Erno berhenti di rumah dengan papan nama yang bertuliskan "Enire". Di sana, ia masuk setelah mengetuk pintu tiga kali, lalu masuk dengan menggeser pintu. Biasanya bau ramuan herbal langsung menyergap hidungnya seketika ia masuk. Namun, kali ini tidak, bau ramuan herbal seolah lenyap dari rumah Enire.
"Guru, aku datang." Erno berjalan melintasi lorong tengah. Sekarang ia sampai di depan pintu ruang kerja gurunya, yang sering kali menjadi tempat eksperimen unik dan tempat berlatih mereka. Erno mengerutkan dahi, sedari tadi ia tidak mencium bau herbal khas. Ia sempat berpikir bahwa gurunya berhenti dari eksperimen. Tapi hei, ia ingat betul bahwa ia dan gurunya sedang dalam eksperimen yang penting.
Erno meletakkan tangannya di gagang pintu, lalu menarik daun pintu. Derit pintu terdengar halus. Saat ia membukanya, ia tak menemukan siapapun di sana. Tumpukan kertas tampak berjajar rapi. Itu tidak seperti biasanya.
"Kau datang terlambat, Erno." Erno menoleh cepat, terkejut mendapati bahwa Enire berada di sebelah pintu, bersandar di dinding dengan bersedekap. "Dilihat dari ekspresimu, kau tak menyangkaku disini, bukan? Baiklah akan aku jelaskan beberapa hal. Omong-omong, khusus untuk hari ini, kita ambil istirahat. Apa kau tidak kelelahan setelah melakukan percobaan dua hari kemarin?"

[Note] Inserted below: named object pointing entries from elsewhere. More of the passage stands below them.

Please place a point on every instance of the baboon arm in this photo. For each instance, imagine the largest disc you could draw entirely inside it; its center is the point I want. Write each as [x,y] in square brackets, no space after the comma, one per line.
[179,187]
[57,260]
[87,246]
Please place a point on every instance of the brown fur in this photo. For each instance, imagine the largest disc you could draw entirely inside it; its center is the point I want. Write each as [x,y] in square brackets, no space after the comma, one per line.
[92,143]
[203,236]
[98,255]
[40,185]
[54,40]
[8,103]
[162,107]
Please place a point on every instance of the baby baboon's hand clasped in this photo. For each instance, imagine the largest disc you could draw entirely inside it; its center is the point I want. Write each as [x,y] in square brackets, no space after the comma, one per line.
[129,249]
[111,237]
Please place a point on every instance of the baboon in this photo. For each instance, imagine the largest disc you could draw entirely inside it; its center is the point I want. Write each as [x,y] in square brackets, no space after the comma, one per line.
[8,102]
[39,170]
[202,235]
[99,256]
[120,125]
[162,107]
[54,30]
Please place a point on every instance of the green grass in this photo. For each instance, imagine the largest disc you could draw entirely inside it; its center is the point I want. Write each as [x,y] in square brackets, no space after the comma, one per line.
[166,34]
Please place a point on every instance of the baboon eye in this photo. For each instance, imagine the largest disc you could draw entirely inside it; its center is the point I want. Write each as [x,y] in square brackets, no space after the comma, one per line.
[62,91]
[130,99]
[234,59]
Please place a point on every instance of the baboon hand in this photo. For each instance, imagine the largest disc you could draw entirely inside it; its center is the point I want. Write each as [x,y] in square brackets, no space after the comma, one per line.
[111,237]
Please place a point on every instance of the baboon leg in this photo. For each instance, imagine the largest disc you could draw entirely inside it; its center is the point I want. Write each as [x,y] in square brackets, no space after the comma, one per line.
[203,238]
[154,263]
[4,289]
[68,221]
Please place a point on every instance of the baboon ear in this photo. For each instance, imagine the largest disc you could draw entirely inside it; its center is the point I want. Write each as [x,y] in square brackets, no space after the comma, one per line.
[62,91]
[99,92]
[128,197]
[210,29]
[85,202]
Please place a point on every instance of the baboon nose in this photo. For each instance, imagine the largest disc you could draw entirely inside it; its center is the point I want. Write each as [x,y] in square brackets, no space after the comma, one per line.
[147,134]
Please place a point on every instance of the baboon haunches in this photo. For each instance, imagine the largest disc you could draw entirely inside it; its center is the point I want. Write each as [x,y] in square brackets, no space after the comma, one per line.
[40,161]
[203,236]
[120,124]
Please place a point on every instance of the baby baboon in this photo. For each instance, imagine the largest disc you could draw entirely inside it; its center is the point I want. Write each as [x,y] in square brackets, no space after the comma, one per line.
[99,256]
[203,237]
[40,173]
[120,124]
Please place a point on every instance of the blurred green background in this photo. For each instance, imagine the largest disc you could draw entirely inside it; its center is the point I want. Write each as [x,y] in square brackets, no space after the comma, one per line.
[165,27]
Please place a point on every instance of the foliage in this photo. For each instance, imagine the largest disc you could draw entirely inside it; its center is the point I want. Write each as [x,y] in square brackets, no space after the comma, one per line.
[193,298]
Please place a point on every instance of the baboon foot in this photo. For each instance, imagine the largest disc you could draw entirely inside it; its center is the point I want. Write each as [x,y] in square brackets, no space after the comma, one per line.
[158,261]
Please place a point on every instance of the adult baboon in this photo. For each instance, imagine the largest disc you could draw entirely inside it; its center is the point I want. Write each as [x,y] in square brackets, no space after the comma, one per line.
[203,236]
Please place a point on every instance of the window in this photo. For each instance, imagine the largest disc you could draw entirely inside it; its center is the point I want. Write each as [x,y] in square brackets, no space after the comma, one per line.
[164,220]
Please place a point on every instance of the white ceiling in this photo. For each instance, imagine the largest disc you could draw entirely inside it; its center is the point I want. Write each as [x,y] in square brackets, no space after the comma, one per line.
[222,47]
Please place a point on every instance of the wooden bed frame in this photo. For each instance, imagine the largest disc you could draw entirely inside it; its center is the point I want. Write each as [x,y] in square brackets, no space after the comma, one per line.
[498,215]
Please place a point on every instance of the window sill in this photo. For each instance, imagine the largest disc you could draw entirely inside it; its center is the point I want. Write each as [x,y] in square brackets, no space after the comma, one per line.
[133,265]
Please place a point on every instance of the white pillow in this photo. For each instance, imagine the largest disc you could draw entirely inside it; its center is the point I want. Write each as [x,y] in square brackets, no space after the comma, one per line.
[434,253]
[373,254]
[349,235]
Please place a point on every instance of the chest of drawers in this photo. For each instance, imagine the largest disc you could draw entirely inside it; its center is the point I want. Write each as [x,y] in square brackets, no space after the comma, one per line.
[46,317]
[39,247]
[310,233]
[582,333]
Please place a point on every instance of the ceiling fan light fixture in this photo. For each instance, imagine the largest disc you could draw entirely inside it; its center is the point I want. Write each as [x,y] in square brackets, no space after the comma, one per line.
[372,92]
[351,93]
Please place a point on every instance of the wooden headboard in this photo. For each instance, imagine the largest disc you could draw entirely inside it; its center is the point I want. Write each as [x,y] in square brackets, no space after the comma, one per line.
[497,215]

Erno mengangguk patuh, "baiklah jika itu kehendak guru. Lagipula Guru benar, kita perlu istirahat hari ini."
Enire mengangguk, pria itu lalu berjalan mendahului Erno, lalu keduanya duduk di salah satu kursi. Enire telah menyeduh teh dalam teko dan menuangkannya dalam dua cangkir dan menyuruh Erno untuk meminumnya.

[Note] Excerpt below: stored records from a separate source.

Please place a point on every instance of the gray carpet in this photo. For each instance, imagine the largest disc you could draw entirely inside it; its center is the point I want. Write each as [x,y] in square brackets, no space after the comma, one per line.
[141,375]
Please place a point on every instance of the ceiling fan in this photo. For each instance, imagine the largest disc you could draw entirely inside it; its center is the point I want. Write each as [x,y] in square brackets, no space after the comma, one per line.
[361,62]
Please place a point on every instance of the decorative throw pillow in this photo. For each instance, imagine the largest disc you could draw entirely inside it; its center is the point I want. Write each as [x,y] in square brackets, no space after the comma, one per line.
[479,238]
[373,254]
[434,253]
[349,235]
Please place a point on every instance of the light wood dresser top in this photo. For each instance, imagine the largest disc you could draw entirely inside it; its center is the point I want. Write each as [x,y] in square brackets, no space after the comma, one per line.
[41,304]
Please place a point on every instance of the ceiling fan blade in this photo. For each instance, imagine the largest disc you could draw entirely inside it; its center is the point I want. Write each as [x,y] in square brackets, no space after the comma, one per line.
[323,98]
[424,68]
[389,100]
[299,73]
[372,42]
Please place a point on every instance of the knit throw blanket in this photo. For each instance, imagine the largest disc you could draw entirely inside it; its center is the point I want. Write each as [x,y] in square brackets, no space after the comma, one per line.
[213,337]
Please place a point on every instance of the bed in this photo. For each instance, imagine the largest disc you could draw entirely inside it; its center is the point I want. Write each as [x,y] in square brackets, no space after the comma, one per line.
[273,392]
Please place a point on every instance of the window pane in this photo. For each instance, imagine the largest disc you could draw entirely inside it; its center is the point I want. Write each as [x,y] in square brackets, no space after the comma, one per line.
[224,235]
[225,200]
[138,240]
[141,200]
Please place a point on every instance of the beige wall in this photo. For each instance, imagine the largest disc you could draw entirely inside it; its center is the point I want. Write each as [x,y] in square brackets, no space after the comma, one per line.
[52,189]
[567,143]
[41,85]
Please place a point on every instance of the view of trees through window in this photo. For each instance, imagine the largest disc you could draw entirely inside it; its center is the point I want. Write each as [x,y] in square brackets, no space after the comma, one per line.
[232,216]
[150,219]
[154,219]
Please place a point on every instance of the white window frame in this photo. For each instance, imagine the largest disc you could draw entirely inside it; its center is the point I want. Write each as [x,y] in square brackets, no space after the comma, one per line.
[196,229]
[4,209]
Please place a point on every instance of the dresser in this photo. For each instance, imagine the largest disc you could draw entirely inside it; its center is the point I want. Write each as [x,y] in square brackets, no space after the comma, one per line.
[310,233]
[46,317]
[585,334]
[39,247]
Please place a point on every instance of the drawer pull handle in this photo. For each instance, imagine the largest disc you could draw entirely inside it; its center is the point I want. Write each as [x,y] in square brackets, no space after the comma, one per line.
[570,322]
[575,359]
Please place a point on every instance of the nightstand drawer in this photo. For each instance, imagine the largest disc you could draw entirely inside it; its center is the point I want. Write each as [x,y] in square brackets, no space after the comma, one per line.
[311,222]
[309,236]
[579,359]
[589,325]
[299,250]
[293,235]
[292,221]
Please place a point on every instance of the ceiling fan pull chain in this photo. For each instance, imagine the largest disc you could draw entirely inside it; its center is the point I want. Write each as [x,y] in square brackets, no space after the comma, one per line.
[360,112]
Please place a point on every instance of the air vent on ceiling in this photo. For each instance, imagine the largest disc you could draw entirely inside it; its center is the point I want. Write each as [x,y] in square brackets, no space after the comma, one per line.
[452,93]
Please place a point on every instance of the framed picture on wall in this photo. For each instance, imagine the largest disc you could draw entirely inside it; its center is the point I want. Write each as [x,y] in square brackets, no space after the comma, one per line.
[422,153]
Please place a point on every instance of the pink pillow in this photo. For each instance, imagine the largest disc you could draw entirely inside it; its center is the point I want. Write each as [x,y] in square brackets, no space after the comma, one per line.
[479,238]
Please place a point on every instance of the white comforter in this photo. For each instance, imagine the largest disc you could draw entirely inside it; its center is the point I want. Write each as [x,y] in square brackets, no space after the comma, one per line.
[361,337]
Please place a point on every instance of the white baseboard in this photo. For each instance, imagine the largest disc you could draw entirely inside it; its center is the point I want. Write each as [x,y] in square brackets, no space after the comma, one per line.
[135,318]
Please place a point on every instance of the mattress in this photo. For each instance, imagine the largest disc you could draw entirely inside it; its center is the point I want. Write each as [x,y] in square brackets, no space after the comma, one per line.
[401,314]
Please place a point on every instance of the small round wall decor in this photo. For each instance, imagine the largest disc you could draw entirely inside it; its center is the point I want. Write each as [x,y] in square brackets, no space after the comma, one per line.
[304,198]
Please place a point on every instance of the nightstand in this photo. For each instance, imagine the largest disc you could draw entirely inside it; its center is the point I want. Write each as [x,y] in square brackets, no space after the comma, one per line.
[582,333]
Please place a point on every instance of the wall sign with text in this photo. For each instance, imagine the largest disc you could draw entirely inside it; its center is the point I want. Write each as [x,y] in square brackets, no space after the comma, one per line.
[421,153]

"Jadi, pasti ada alasan tersendiri guru memilih untuk beristirahat, bukan?" tanya Erno sembari meneguk teh.
"Ini tentang hasil eksperimen kita kemarin. Kau masih ingat koin Miriad yang kita coba kemarin?" Erno jawab mengangguk, membiarkan Enire melanjutkan penjelasan, "hasil dari eksperimen kemarin adalah katalis sihir yang lebih kuat."
"Katalis sihir?"
"Iya, katalis sihir. Katalis yang dapat menyokong penggunanya untuk merapal sihir yang tingkatannya lebih tinggi. Seperti katalis pada umumnya, katalis sihir juga mengurangi energi aktivasi, meskipun katalis ini tidak terlalu efektif."
Perbincangan keduanya dilanjutkan dengan diskusi-diskusi yang bersangkutan dengan eksperimen lainnya. Mereka kadang berdebat karena permasalah yang sepele. Hal itu menyenangkan. Itulah hiburan Erno di tengah kesehariannya yang lumayan suram ini. Meskipun ia tak mengenyam bangku akademi, tapi ia bersyukur dapat menjadi murid Enire.
Hari-hari seperti itulah yang Erno rasakan dan dambakan. Saat itu, ia belum mengetahui takdir serta perjalanan hidup yang menantinya, sebuah kisah yang nantinya akan melegenda hingga dunia sendirilah yang mematri namanya dalam batu nisan keabadian.